Conductivity and Transference Numbers in Lithium Salt-doped Block Copolymeric Ionic Liquid Electrolytes

We present multiscale molecular dynamics simulation results comparing the conductivity and transference numbers in lithium salt-doped polymeric ionic liquids (PolyILs) and the lamellar phases of block copolymeric ionic liquids (coPolyILs). In both systems, the anion mobilities decreased with salt loading. Lithium ions exhibited negative mobilities in both systems, but the magnitudes decreased with increase in salt concentrations.

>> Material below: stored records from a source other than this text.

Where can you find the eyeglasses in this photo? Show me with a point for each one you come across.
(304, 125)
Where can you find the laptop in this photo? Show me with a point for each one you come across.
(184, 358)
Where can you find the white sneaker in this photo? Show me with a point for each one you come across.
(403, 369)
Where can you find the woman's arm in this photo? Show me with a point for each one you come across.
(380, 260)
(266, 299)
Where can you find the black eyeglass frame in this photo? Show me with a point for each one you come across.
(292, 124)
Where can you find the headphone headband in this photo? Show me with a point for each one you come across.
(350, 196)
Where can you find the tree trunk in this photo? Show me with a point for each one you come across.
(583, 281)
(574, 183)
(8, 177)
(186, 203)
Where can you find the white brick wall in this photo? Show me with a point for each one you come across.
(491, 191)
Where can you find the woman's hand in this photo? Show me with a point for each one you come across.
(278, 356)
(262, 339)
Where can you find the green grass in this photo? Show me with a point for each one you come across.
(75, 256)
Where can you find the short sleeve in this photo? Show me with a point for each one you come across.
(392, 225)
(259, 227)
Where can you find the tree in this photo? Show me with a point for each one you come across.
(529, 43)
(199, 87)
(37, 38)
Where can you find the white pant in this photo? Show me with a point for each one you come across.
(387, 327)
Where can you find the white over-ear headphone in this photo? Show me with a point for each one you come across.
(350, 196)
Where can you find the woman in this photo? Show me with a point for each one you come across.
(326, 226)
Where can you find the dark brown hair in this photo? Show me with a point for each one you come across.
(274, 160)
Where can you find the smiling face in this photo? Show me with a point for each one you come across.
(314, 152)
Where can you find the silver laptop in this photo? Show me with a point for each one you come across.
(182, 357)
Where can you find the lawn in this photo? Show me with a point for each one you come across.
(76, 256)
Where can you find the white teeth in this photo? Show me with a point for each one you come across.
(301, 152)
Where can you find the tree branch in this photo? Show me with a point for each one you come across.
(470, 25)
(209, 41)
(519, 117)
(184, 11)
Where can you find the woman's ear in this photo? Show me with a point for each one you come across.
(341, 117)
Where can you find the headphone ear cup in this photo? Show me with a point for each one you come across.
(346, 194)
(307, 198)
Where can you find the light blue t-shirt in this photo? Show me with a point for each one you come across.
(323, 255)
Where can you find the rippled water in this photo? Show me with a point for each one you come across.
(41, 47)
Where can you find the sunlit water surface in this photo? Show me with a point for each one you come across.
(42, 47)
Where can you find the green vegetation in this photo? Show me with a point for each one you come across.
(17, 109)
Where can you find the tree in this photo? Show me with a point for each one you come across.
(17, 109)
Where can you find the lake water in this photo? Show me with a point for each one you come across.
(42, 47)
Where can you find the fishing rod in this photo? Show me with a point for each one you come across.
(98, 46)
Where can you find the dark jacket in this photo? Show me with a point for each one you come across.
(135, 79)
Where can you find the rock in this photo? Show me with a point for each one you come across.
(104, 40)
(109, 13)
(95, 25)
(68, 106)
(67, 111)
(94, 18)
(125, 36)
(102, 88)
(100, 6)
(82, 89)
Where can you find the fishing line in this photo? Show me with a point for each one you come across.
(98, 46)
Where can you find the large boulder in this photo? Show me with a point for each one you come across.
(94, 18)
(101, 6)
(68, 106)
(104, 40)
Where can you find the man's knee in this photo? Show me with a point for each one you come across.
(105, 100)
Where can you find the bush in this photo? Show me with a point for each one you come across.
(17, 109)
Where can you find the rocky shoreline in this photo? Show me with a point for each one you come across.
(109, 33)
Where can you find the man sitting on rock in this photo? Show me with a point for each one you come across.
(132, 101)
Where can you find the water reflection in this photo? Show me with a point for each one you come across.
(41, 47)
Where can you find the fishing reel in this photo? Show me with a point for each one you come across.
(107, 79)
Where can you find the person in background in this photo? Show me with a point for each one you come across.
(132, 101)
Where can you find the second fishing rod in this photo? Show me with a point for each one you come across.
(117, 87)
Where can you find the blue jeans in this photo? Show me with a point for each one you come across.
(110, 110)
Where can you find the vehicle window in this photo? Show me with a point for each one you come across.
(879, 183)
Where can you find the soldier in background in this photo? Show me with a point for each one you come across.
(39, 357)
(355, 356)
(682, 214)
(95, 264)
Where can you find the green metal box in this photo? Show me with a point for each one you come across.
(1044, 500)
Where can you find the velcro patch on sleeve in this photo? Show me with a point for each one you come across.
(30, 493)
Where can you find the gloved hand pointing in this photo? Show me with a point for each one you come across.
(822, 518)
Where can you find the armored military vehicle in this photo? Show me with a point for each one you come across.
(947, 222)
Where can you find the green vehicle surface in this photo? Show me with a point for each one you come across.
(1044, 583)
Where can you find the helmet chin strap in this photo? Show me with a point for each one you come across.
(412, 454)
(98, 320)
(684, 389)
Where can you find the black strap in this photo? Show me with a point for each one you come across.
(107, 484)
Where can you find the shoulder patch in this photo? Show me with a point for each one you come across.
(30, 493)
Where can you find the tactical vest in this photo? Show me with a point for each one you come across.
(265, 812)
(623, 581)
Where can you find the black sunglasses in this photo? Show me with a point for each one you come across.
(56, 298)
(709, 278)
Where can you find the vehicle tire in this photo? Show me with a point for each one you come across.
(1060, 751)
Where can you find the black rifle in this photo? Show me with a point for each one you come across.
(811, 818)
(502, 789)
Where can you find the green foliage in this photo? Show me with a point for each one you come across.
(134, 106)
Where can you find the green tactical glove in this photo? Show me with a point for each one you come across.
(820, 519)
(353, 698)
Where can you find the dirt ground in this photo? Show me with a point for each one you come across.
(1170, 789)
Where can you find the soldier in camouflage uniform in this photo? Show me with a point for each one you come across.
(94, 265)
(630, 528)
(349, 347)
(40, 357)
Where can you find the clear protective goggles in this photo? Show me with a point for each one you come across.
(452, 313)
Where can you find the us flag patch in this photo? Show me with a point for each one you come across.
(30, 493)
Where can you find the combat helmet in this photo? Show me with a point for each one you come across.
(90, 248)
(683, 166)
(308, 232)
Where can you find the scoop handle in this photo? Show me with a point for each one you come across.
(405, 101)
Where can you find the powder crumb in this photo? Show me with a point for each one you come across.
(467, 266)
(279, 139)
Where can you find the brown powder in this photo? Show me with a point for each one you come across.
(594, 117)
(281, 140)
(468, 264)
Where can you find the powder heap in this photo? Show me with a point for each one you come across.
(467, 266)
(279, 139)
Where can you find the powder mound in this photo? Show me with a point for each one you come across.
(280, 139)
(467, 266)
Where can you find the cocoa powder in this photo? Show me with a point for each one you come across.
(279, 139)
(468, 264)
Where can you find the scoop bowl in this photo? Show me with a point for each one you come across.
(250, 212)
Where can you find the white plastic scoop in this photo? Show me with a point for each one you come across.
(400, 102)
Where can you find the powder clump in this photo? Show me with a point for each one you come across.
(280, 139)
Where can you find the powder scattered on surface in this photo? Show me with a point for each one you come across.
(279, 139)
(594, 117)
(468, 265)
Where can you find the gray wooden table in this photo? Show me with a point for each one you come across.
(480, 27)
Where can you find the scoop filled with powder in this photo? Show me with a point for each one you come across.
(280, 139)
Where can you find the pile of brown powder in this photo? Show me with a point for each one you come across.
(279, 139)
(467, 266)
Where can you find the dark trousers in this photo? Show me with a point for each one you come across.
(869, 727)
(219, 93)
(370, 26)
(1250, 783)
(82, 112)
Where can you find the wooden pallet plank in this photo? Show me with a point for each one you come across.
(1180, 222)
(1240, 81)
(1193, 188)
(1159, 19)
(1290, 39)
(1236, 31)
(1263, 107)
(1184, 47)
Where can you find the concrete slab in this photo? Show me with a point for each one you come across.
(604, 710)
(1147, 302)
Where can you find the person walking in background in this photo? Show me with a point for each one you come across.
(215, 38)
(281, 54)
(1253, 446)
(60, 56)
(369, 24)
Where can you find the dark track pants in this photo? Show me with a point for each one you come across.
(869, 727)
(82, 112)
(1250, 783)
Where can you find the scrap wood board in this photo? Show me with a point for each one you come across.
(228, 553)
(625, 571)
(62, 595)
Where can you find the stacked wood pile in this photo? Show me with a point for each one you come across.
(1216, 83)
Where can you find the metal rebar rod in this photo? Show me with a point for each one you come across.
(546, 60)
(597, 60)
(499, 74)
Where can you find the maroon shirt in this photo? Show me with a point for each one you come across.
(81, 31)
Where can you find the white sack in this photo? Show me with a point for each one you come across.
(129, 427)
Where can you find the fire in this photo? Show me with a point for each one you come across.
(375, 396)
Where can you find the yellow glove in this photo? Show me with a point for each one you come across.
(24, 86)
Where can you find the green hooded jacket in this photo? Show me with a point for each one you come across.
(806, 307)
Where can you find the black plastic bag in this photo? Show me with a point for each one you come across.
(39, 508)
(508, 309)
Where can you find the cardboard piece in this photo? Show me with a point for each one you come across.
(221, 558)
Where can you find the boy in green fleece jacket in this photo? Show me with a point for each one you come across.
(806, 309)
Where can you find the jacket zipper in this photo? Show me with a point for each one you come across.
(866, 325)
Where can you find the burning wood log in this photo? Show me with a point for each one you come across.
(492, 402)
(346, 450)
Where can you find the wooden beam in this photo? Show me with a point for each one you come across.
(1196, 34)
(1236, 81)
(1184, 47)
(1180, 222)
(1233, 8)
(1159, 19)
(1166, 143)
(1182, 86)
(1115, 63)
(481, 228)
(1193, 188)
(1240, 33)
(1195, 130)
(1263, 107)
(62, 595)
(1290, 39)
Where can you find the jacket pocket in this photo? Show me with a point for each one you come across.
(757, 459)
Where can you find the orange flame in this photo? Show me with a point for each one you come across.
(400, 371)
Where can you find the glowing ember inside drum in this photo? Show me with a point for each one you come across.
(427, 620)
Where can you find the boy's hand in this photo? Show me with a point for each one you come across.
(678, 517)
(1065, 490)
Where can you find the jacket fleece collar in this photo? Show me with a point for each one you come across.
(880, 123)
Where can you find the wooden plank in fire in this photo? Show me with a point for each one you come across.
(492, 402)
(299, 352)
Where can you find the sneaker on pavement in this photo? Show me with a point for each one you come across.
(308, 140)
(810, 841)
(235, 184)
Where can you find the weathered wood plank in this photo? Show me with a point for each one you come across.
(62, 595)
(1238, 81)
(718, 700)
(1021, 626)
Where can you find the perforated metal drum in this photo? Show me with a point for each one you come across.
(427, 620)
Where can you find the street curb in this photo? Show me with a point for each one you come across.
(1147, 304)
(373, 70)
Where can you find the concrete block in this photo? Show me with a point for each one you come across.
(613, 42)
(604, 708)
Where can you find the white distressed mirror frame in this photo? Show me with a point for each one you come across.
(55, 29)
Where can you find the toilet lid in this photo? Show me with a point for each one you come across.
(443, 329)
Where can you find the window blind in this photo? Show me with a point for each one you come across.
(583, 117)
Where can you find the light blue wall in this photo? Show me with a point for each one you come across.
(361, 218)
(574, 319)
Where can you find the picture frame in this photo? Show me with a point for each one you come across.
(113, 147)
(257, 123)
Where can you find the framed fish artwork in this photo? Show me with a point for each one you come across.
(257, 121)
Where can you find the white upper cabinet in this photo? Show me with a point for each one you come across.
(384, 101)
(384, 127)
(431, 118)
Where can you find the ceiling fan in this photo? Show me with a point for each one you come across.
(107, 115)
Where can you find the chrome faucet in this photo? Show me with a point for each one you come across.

More interestingly, the anion mobilities were lower in the lamellar systems compared to homopolymers in magnitude, but the lithium ion mobilities and the transference numbers were less negative in such systems. We examine the anion-cation and lithium-anion interactions in terms of radial distribution functions, coordination characteristics and ion pair relaxation timescales. Based on such analyses, we rationalize the salt concentration dependencies as a result of the interfacial interactions in lamellar systems, and the competition between anion-cation and lithium-anion interactions in both PolyILs and coPolyILs. Overall, the findings presented in this study demonstrates that the modified anion-cation and lithium-anion interactions in the microphase separated coPolyILs may provide a strategy for realizing higher lithium ion transference numbers relative to the homopolymeric counterparts.